Location | Riddrie, Glasgow |
---|---|
Coordinates | 55°52′10″N4°10′55″W / 55.86944°N 4.18194°W |
Status | Operational |
Capacity | 1018 |
Population | 1600 (approx) |
Opened | 1882 |
Managed by | Scottish Prison Service |
Governor | Michael Stoney |
Website | sps.gov.uk/prisons/barlinnie |
HM Prison Barlinnie is the largest prison in Scotland. It is operated by the Scottish Prison Service and is located in the residential suburb of Riddrie, in the northeast of Glasgow, Scotland. It is informally known locally as The Big Hoose, Bar and Bar-L. [1] [2] In 2018, plans for its closure were announced.
Barlinnie was designed by Major General Thomas Bernard Collinson, architect and engineer to the Scottish Prison Department, and it was built in the then rural area of Riddrie adjacent to the Monkland Canal (now the route of the M8 motorway), first opening with the commissioning of A hall in July 1882.
Barlinnie prison's five accommodation halls: A, B, C, D and E, were built in stages between 1882 and 1897, with each holding approximately 69 inmates.
There was a major extension to the perimeter in 1967 to create an industrial compound. From 1973 till 1994, the world-famous "Special Unit" placed emphasis on rehabilitation, the best known success story being that of reformed Glasgow gangster Jimmy Boyle. Cultural output associated with the Special Unit included Boyle's autobiography, A Sense of Freedom (1977); The Hardman (1977), the play Boyle wrote with Tom McGrath; a body of sculpture; and The Silent Scream (1979), a book of prose and poems by Larry Winters, who committed suicide in 1977. [3]
A total of 10 judicial executions by hanging took place at HMP Barlinnie between 1946 and 1960, replacing the gallows at Duke Street Prison before the final abolition of capital punishment in the United Kingdom for murder in 1969: [4]
Date | Name | Age (years) | Executioner |
---|---|---|---|
8 February 1946 | John Lyon | 21 | Thomas Pierrepoint |
6 April 1946 | Patrick Carraher | 39 | Thomas Pierrepoint |
10 August 1946 | John Caldwell | 20 | Albert Pierrepoint |
30 October 1950 | Christopher Harris | 28 | Albert Pierrepoint |
16 December 1950 | James Robertson | 33 | Albert Pierrepoint |
12 April 1952 | James Smith | 22 | Albert Pierrepoint |
29 May 1952 | Patrick Gallagher Deveney | 42 | Albert Pierrepoint |
26 January 1953 | George Francis Shaw | 25 | Albert Pierrepoint |
11 July 1958 | Peter Manuel | 31 | Harry Allen |
22 December 1960 | Anthony Miller | 19 | Harry Allen |
Each of the condemned men had been convicted of murder.

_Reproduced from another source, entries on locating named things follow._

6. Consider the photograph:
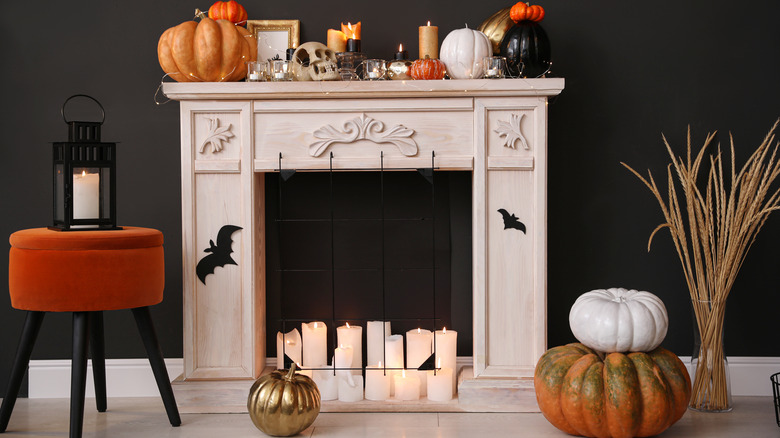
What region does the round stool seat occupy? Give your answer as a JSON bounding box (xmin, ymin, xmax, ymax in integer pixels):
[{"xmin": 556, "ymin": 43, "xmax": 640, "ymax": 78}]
[{"xmin": 8, "ymin": 227, "xmax": 165, "ymax": 312}]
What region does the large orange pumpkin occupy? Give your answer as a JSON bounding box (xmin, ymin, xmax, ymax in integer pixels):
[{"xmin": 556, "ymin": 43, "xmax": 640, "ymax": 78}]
[
  {"xmin": 157, "ymin": 18, "xmax": 257, "ymax": 82},
  {"xmin": 534, "ymin": 344, "xmax": 691, "ymax": 438},
  {"xmin": 209, "ymin": 0, "xmax": 247, "ymax": 25}
]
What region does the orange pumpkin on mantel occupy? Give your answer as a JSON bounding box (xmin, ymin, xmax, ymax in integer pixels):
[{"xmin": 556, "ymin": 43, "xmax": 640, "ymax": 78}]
[
  {"xmin": 209, "ymin": 0, "xmax": 248, "ymax": 25},
  {"xmin": 409, "ymin": 55, "xmax": 447, "ymax": 80},
  {"xmin": 534, "ymin": 344, "xmax": 691, "ymax": 438},
  {"xmin": 157, "ymin": 18, "xmax": 257, "ymax": 82}
]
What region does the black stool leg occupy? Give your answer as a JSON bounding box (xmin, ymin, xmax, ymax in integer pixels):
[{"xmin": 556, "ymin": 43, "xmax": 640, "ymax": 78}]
[
  {"xmin": 132, "ymin": 307, "xmax": 181, "ymax": 427},
  {"xmin": 89, "ymin": 311, "xmax": 107, "ymax": 412},
  {"xmin": 70, "ymin": 312, "xmax": 90, "ymax": 438},
  {"xmin": 0, "ymin": 312, "xmax": 46, "ymax": 433}
]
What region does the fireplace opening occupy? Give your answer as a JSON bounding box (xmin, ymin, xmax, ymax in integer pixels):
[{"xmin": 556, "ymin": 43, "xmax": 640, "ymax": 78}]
[{"xmin": 265, "ymin": 170, "xmax": 473, "ymax": 364}]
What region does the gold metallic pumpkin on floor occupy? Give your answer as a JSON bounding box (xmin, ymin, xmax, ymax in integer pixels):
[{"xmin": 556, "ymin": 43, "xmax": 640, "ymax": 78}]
[{"xmin": 246, "ymin": 364, "xmax": 320, "ymax": 436}]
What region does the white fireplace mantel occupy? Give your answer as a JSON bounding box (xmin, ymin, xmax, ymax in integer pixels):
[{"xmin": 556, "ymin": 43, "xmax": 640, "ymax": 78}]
[{"xmin": 163, "ymin": 78, "xmax": 564, "ymax": 412}]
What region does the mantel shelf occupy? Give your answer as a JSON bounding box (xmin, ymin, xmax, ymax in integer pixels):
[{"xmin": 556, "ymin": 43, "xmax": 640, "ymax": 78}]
[{"xmin": 163, "ymin": 78, "xmax": 564, "ymax": 100}]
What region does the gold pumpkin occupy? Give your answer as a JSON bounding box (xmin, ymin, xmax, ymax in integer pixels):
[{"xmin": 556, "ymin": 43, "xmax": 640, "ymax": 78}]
[
  {"xmin": 477, "ymin": 6, "xmax": 515, "ymax": 55},
  {"xmin": 246, "ymin": 364, "xmax": 320, "ymax": 436},
  {"xmin": 157, "ymin": 17, "xmax": 257, "ymax": 82}
]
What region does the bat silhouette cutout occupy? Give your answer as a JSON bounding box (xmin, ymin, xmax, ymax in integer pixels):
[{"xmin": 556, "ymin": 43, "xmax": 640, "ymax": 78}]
[
  {"xmin": 195, "ymin": 225, "xmax": 242, "ymax": 284},
  {"xmin": 498, "ymin": 208, "xmax": 525, "ymax": 234}
]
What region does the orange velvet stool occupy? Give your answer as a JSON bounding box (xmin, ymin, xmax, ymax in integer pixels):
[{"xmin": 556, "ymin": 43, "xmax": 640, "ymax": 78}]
[{"xmin": 0, "ymin": 227, "xmax": 181, "ymax": 437}]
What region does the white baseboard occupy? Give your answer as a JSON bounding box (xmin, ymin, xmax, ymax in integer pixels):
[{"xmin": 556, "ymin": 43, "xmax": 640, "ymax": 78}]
[
  {"xmin": 28, "ymin": 359, "xmax": 184, "ymax": 398},
  {"xmin": 29, "ymin": 356, "xmax": 780, "ymax": 398}
]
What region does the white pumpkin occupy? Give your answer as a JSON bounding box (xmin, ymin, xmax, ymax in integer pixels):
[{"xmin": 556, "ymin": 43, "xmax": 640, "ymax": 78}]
[
  {"xmin": 439, "ymin": 28, "xmax": 493, "ymax": 79},
  {"xmin": 569, "ymin": 288, "xmax": 669, "ymax": 353}
]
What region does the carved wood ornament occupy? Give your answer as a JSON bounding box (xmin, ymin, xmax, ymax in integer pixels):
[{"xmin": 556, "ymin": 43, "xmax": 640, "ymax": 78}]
[
  {"xmin": 309, "ymin": 113, "xmax": 417, "ymax": 157},
  {"xmin": 495, "ymin": 114, "xmax": 531, "ymax": 150},
  {"xmin": 198, "ymin": 117, "xmax": 235, "ymax": 154}
]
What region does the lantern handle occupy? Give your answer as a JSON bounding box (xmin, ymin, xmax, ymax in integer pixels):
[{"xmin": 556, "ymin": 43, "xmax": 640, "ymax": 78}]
[{"xmin": 60, "ymin": 94, "xmax": 106, "ymax": 125}]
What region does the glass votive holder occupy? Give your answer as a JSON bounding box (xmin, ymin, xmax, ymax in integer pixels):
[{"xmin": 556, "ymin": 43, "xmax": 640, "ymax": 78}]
[
  {"xmin": 271, "ymin": 59, "xmax": 293, "ymax": 82},
  {"xmin": 246, "ymin": 61, "xmax": 268, "ymax": 82},
  {"xmin": 482, "ymin": 56, "xmax": 506, "ymax": 79},
  {"xmin": 363, "ymin": 59, "xmax": 387, "ymax": 81}
]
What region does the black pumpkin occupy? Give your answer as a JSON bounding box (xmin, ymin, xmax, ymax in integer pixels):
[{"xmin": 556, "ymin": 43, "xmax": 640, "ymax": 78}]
[{"xmin": 499, "ymin": 20, "xmax": 552, "ymax": 78}]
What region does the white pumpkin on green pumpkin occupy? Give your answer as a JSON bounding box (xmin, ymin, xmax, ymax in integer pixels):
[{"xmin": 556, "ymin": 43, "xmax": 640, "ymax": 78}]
[
  {"xmin": 569, "ymin": 288, "xmax": 669, "ymax": 353},
  {"xmin": 439, "ymin": 28, "xmax": 493, "ymax": 79}
]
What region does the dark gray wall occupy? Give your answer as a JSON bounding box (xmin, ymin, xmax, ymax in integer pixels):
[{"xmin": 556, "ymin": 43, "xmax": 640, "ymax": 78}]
[{"xmin": 0, "ymin": 0, "xmax": 780, "ymax": 394}]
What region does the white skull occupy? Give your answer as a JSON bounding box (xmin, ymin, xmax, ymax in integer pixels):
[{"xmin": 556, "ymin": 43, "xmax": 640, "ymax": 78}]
[{"xmin": 292, "ymin": 42, "xmax": 341, "ymax": 81}]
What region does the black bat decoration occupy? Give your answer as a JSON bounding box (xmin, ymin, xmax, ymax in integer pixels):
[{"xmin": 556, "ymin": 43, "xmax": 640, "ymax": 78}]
[
  {"xmin": 195, "ymin": 225, "xmax": 242, "ymax": 284},
  {"xmin": 498, "ymin": 208, "xmax": 525, "ymax": 234}
]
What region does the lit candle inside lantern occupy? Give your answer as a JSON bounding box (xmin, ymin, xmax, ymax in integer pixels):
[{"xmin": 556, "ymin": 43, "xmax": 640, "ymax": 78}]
[
  {"xmin": 406, "ymin": 328, "xmax": 433, "ymax": 396},
  {"xmin": 366, "ymin": 362, "xmax": 393, "ymax": 400},
  {"xmin": 427, "ymin": 359, "xmax": 453, "ymax": 401},
  {"xmin": 301, "ymin": 321, "xmax": 328, "ymax": 368},
  {"xmin": 418, "ymin": 21, "xmax": 439, "ymax": 59},
  {"xmin": 328, "ymin": 29, "xmax": 347, "ymax": 53},
  {"xmin": 73, "ymin": 169, "xmax": 100, "ymax": 219},
  {"xmin": 336, "ymin": 323, "xmax": 363, "ymax": 376},
  {"xmin": 334, "ymin": 345, "xmax": 354, "ymax": 386},
  {"xmin": 341, "ymin": 21, "xmax": 362, "ymax": 52},
  {"xmin": 366, "ymin": 321, "xmax": 391, "ymax": 365},
  {"xmin": 434, "ymin": 327, "xmax": 458, "ymax": 391},
  {"xmin": 393, "ymin": 370, "xmax": 420, "ymax": 401},
  {"xmin": 393, "ymin": 44, "xmax": 409, "ymax": 61},
  {"xmin": 276, "ymin": 328, "xmax": 301, "ymax": 369}
]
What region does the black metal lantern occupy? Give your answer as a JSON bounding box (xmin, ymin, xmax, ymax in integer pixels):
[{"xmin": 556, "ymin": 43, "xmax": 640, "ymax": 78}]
[{"xmin": 50, "ymin": 94, "xmax": 120, "ymax": 231}]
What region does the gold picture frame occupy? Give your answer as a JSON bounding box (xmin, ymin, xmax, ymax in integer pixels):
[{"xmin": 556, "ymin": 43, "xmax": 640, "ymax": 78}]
[{"xmin": 246, "ymin": 20, "xmax": 301, "ymax": 61}]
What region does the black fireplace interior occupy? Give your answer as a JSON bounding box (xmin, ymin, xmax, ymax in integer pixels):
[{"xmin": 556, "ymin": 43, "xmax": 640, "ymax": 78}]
[{"xmin": 265, "ymin": 169, "xmax": 472, "ymax": 363}]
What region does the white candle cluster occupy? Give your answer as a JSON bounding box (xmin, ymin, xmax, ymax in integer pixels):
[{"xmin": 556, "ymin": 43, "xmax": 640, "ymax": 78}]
[{"xmin": 276, "ymin": 321, "xmax": 458, "ymax": 402}]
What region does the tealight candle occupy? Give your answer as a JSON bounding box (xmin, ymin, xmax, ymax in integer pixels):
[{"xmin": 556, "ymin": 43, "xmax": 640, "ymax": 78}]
[
  {"xmin": 393, "ymin": 370, "xmax": 420, "ymax": 401},
  {"xmin": 276, "ymin": 328, "xmax": 301, "ymax": 368},
  {"xmin": 434, "ymin": 327, "xmax": 458, "ymax": 390},
  {"xmin": 418, "ymin": 21, "xmax": 439, "ymax": 59},
  {"xmin": 301, "ymin": 321, "xmax": 328, "ymax": 367},
  {"xmin": 336, "ymin": 323, "xmax": 363, "ymax": 375},
  {"xmin": 366, "ymin": 362, "xmax": 393, "ymax": 400}
]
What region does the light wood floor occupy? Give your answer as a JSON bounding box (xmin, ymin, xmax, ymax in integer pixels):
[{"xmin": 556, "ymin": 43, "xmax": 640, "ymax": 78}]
[{"xmin": 4, "ymin": 397, "xmax": 780, "ymax": 438}]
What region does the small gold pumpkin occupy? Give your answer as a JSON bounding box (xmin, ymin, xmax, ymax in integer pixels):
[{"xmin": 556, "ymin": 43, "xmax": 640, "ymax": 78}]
[
  {"xmin": 246, "ymin": 364, "xmax": 320, "ymax": 436},
  {"xmin": 477, "ymin": 6, "xmax": 515, "ymax": 55}
]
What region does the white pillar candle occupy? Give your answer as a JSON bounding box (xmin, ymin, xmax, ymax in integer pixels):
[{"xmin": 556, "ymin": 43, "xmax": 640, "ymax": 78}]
[
  {"xmin": 336, "ymin": 323, "xmax": 363, "ymax": 376},
  {"xmin": 393, "ymin": 370, "xmax": 420, "ymax": 401},
  {"xmin": 73, "ymin": 170, "xmax": 100, "ymax": 219},
  {"xmin": 334, "ymin": 345, "xmax": 356, "ymax": 386},
  {"xmin": 427, "ymin": 360, "xmax": 453, "ymax": 401},
  {"xmin": 276, "ymin": 328, "xmax": 302, "ymax": 369},
  {"xmin": 406, "ymin": 328, "xmax": 433, "ymax": 396},
  {"xmin": 313, "ymin": 369, "xmax": 339, "ymax": 400},
  {"xmin": 366, "ymin": 321, "xmax": 392, "ymax": 365},
  {"xmin": 301, "ymin": 321, "xmax": 328, "ymax": 368},
  {"xmin": 338, "ymin": 374, "xmax": 363, "ymax": 402},
  {"xmin": 434, "ymin": 327, "xmax": 458, "ymax": 391},
  {"xmin": 366, "ymin": 362, "xmax": 393, "ymax": 401}
]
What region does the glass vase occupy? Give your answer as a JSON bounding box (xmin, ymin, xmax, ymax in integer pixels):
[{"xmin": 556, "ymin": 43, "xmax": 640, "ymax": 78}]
[{"xmin": 688, "ymin": 300, "xmax": 733, "ymax": 412}]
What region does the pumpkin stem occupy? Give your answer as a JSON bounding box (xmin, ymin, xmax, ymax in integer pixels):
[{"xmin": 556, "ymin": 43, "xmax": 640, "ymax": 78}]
[{"xmin": 285, "ymin": 362, "xmax": 295, "ymax": 380}]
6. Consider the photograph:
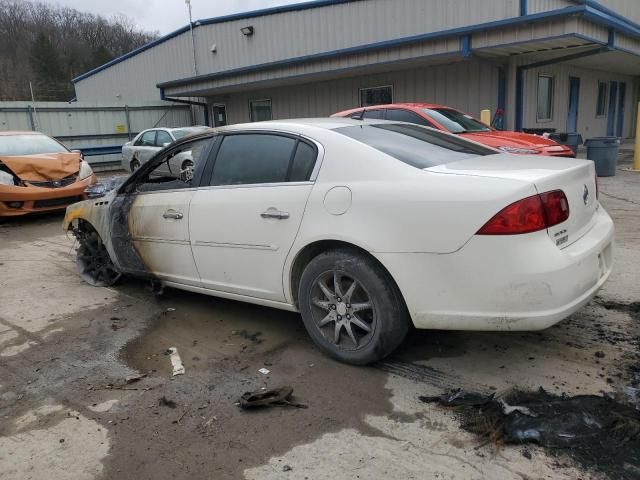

All the executions took place at 8.00 am. As was the custom, the remains of all executed prisoners were the property of the state, and were therefore buried in unmarked graves within the walls of the prison. During the D hall renovations of 1997, the prison gallows cell (built into D-hall) was finally demolished and the remains of all the executed prisoners were exhumed for reburial elsewhere.
The first man to escape from Barlinnie was John Dobbie, three days after being sentenced to 15 years for a violent robbery in 1985. Dobbie escaped inside a laundry van, he was captured by armed police five days later and was sentenced to a further five years. [5]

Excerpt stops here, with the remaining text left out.